If you’re using financial incentives to change people’s health behaviors, you may be disappointed. Research published in NEJM indicates support from loved ones and clinical support are  more effective.

Pharmacy costs

Lost in the mostly-incoherent squabbling about drug prices is this: Net prices – that is, what insurers/healthplans/employers/payers paid AFTER rebates – for “traditional” drugs DROPPED last year (specialty med prices increased marginally).

Dr Adam Fein’s analysis of PBM trend rates showed the overall increase across all PBMs was in the low single digits; individual PBM results varied somewhat.

I’d encourage all to read Dr Fein’s post – and to subscribe to Drug Channels.

Speaking of drugs, the American Pain Society – the fine folks partially funded by opioid manufacturers looks to be filing for bankruptcy. 

Finally, how important is clinical care to a person’s overall health?

The answer – not much.

Your family income, environment, whether you take care of yourself – all these are WAAAAAY more important than the quality of care you get.

Which ties in pretty well to the research above about health behaviors.

What does this mean for you?

Get out and take a walk, and lift some weights too!

Note – this is me getting some exercise while on the boy’s annual mountain bike trip in Moab, Utah. Fortunately the “healthy behavior” of riding my bike a lot wasn’t outweighed by my inability to avoid crashing a few times…


NCCI AIS research review – Comparing work comp to group health

Barry Lipton PhD did a quick review of a few ways work comp and group health differ – and how they are sometimes comparable.

The biggest difference is that workers’ comp is very focused on return to work, and more broadly, we care more about functionality.  In group health, not so much.

Differences – other than the obvious e.g. WC=ortho and trauma; group health= everything

  • price differences are 12% higher for work comp than group health,
  • while utilization is 60% higher for workers’ comp
  • so total costs are 77% higher.

This differs by state, with Alabama, Missouri, and Virginia showing the biggest cost difference compared to national averages, and Colorado and South Dakota with the lowest cost compared to that average.

It also differs by type of service – not surprisingly physical medicine is used much more in workers’ comp, driven almost entirely by more utilization.

That’s not surprising, as comp conditions are predominantly musculoskeletal injuries and focused on return to functionality, while group health deals with many more conditions and RTW is irrelevant.
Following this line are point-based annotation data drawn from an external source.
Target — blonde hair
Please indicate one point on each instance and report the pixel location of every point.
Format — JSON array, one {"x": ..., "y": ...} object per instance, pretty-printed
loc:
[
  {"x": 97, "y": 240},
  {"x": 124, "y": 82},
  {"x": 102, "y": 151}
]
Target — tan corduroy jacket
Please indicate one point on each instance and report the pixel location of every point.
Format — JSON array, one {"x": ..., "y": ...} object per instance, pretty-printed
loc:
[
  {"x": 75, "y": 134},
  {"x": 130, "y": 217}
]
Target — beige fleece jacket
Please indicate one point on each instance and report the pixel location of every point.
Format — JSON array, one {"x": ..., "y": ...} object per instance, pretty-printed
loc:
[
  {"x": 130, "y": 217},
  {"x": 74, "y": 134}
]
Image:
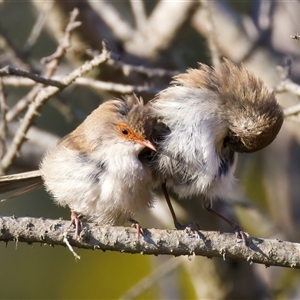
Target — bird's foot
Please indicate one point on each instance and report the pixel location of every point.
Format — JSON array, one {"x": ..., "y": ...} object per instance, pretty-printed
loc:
[
  {"x": 136, "y": 225},
  {"x": 77, "y": 222},
  {"x": 240, "y": 234},
  {"x": 192, "y": 227}
]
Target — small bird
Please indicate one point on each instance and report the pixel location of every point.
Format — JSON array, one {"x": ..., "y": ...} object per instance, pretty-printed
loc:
[
  {"x": 209, "y": 116},
  {"x": 98, "y": 170}
]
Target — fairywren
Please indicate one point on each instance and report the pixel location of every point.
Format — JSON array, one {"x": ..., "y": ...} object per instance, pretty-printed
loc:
[
  {"x": 96, "y": 170},
  {"x": 209, "y": 115}
]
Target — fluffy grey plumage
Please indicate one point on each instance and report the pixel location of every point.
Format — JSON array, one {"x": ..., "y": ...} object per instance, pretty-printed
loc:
[{"x": 211, "y": 115}]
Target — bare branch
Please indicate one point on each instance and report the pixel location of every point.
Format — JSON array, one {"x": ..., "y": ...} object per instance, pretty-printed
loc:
[
  {"x": 53, "y": 60},
  {"x": 6, "y": 71},
  {"x": 3, "y": 124},
  {"x": 127, "y": 68},
  {"x": 43, "y": 95},
  {"x": 38, "y": 26},
  {"x": 82, "y": 81},
  {"x": 121, "y": 29},
  {"x": 154, "y": 241}
]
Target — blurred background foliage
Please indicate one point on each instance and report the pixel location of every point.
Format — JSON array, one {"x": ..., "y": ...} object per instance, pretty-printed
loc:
[{"x": 172, "y": 35}]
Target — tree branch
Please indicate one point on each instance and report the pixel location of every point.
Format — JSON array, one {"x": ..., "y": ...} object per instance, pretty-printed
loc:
[{"x": 154, "y": 242}]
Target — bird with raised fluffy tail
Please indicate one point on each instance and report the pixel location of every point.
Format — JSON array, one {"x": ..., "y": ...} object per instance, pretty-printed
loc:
[
  {"x": 98, "y": 170},
  {"x": 210, "y": 115}
]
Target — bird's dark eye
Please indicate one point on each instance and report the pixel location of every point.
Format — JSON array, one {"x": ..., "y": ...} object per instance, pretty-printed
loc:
[{"x": 124, "y": 131}]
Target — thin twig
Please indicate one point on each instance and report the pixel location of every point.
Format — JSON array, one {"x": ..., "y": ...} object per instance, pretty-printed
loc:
[
  {"x": 211, "y": 35},
  {"x": 270, "y": 252},
  {"x": 53, "y": 60},
  {"x": 6, "y": 71},
  {"x": 138, "y": 9},
  {"x": 3, "y": 124},
  {"x": 38, "y": 27},
  {"x": 43, "y": 95},
  {"x": 150, "y": 72}
]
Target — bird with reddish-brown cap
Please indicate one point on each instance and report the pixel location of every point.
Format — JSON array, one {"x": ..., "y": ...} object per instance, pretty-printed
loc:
[{"x": 208, "y": 116}]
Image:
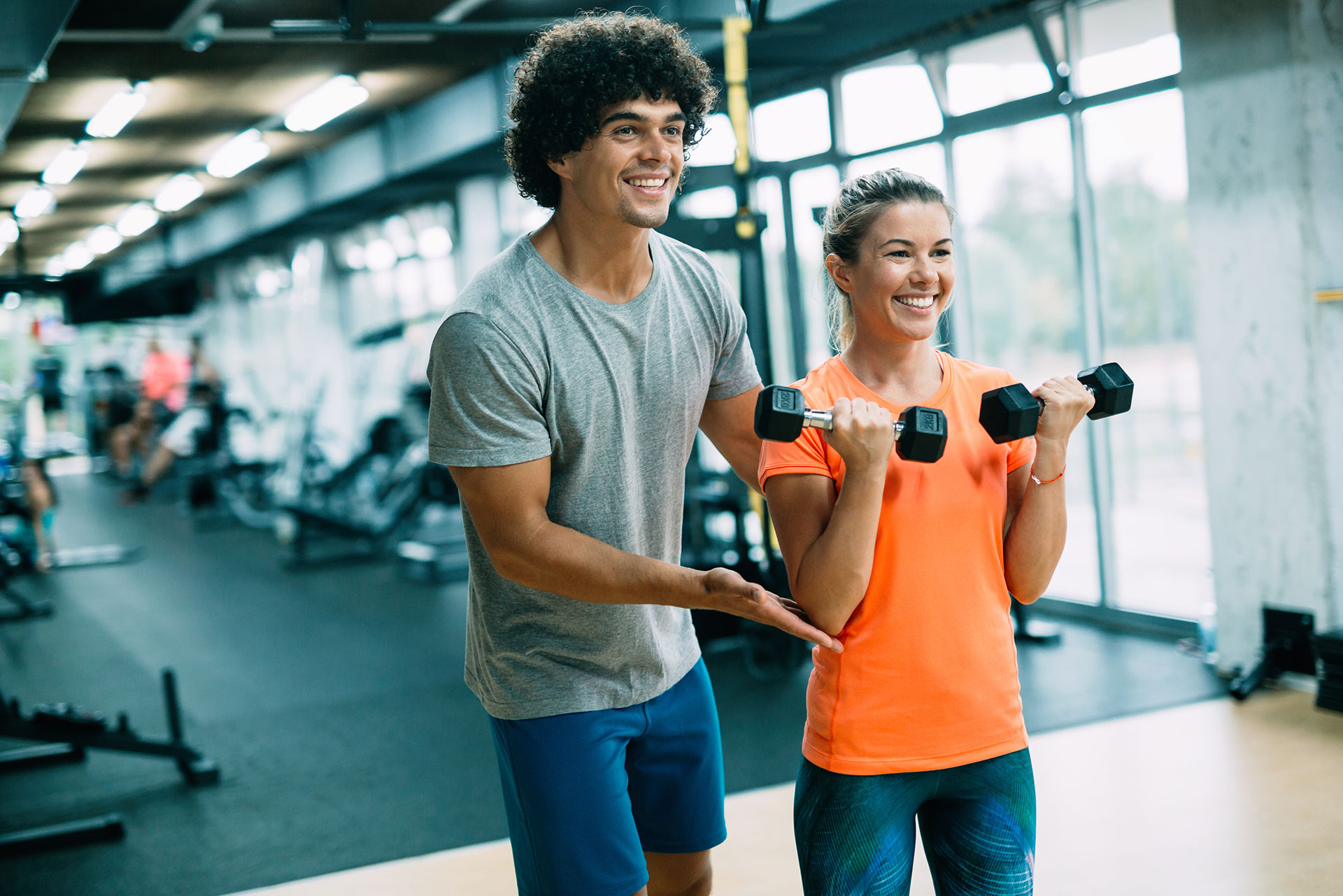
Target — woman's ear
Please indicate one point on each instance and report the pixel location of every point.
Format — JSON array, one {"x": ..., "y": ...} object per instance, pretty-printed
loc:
[{"x": 839, "y": 273}]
There’s also a big difference in the cost of MRIs…

You can see that Medicare pays way less than work comp (WC is blue, Medicare is green-ish). You can also see the impact of Medicare’s change in reimbursement in 2013; it started to really impact workers comp in the years after 2014 as regulators adopted/factored in/used Medicare’s rate for reimbursement in their state.

What does this mean for you?

Price + Utilization = Cost. But one has to factor in RTW in comp, a focus that is nonexistent in group health.